INIM not accepting new patients...

[Kati]

For those who would like health care but the wait lists are long and costs would be a hardship, consider participating in a trial, it sounds like Nova has a few going and oftentimes they need to do screening bloodwork, amd tests such as exercise testing which would be covered by the trial.

Just a thought.

 

[SOC]

I believe Stanford is training PA's and I believe that OMI and INIM will bring on more doctors but I suspect it is hard to get doctors to willingly choose this as a specialty when they are not learning anything about it in med school except a few stigmatized comments.

Fortunately, INIM is doing more than bringing in new doctors. They are actually an institute at NOVA Southeastern University's medical school, where they [I]are[/I] training new doctors from scratch. So their doctors are (presumably) learning something intelligent about ME/CFS in medical school. I hope, although I don't know for sure, that all the doctors trained at NOVA are better (although perhaps not ideally) trained than they are at other schools. Relatively few, however, are going to focus on ME/CFS, of course.

 

[Kati]

Fortunately, INIM is doing more than bringing in new doctors. They are actually an institute at NOVA Southeastern University's medical school, where they [I]are[/I] training new doctors from scratch. So their doctors are (presumably) learning something intelligent about ME/CFS in medical school. I hope, although I don't know for sure, that all the doctors trained at NOVA are better (although perhaps not ideally) trained than they are at other schools. Relatively few, however, are going to focus on ME/CFS, of course.

Correct me if i'm wrong, but Nova is a school of osteopathy, it is not mainstream medicine. I think it is quite unfortunate that way.

 

[SOC]

Correct me if i'm wrong, but Nova is a school of osteopathy, it is not mainstream medicine. I think it is quite unfortunate that way.

Yes, you are right, and I agree with you at some level. However, my local extremely EBM medical monopoly does not distinguish between MDs and DOs, so I'm guessing DO's are more mainstream than I used to think.

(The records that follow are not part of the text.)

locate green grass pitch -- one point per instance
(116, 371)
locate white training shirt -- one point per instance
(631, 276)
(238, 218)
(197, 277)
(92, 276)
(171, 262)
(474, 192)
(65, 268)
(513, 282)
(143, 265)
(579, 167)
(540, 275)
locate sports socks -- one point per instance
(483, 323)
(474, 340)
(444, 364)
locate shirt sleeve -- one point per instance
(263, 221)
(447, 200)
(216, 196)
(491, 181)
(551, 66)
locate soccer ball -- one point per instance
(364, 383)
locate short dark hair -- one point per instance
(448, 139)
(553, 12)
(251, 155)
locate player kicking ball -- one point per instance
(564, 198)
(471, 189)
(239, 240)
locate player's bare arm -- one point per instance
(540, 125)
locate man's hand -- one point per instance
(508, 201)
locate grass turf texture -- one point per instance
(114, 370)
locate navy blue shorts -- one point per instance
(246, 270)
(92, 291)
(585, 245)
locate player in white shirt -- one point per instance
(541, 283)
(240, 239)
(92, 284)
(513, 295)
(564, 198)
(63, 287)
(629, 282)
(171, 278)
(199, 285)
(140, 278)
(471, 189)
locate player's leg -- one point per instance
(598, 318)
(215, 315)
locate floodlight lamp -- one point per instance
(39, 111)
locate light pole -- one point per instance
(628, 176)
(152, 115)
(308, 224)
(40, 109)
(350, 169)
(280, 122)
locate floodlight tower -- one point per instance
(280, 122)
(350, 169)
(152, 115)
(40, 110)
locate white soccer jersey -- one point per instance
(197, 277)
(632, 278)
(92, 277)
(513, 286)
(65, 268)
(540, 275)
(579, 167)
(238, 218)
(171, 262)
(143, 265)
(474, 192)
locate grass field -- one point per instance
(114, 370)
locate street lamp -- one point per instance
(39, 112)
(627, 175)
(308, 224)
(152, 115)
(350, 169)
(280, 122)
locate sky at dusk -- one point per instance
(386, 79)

I suspect this is where we are with ME/CFS. Drs Klimas and Rey used to work at University of Miami. A couple years ago NOVA offered Dr Klimas a research/clinical institute to study ME/CFS and the opportunity to teach new doctors about ME/CFS, and INIM was born. Who's going to turn that down because it's a school of osteopathy? Beggars can't be choosers. Hopefully more mainstream medical schools will also have divisions dedicated to ME/CFS. Until then, we do the best we can with what we have.

 

[oceiv]

If I don't get a new ME/CFS specialist in my state within the next 10 years, there may be NONE left here at all. (We are down to 3 ME/CFS specialists in my whole state currently).

In most U.S. states, there are no ME/CFS experts. This is but one factor in the dire doctor access reality for most ME/CFS patients (like me). There are no experts in my state.

That's the problem with them not being charged with reviewing treatment, now any doctor can diagnose it, but there's no recommended treatment. Not much difference between being undiagnosed and diagnosed with no treatment. Hopefully a lot of the clinical treatment knowledge is being institutionalized at places like Stanford, OMI, and INIM, so that any doctor that ends up in those clinics will know how to treat the disease. Unfortunately that leaves people like Lerner and Chia who work independently. What happens to their knowledge once they retire? Some of it is captured in the ICC primer but that's no replacement for their years of clinical experience.

Sadly, yes. I really do wonder how many patients are getting appropriate treatment. It's hard to find data on what the percentages are. Considering the lack of enough experts, how many patients could approximately 24 experts possibly be seeing? I do wish the experts could and would pass their knowledge on, some weren't even in the primers. Expert retiring worries have been on my mind frequently as of late.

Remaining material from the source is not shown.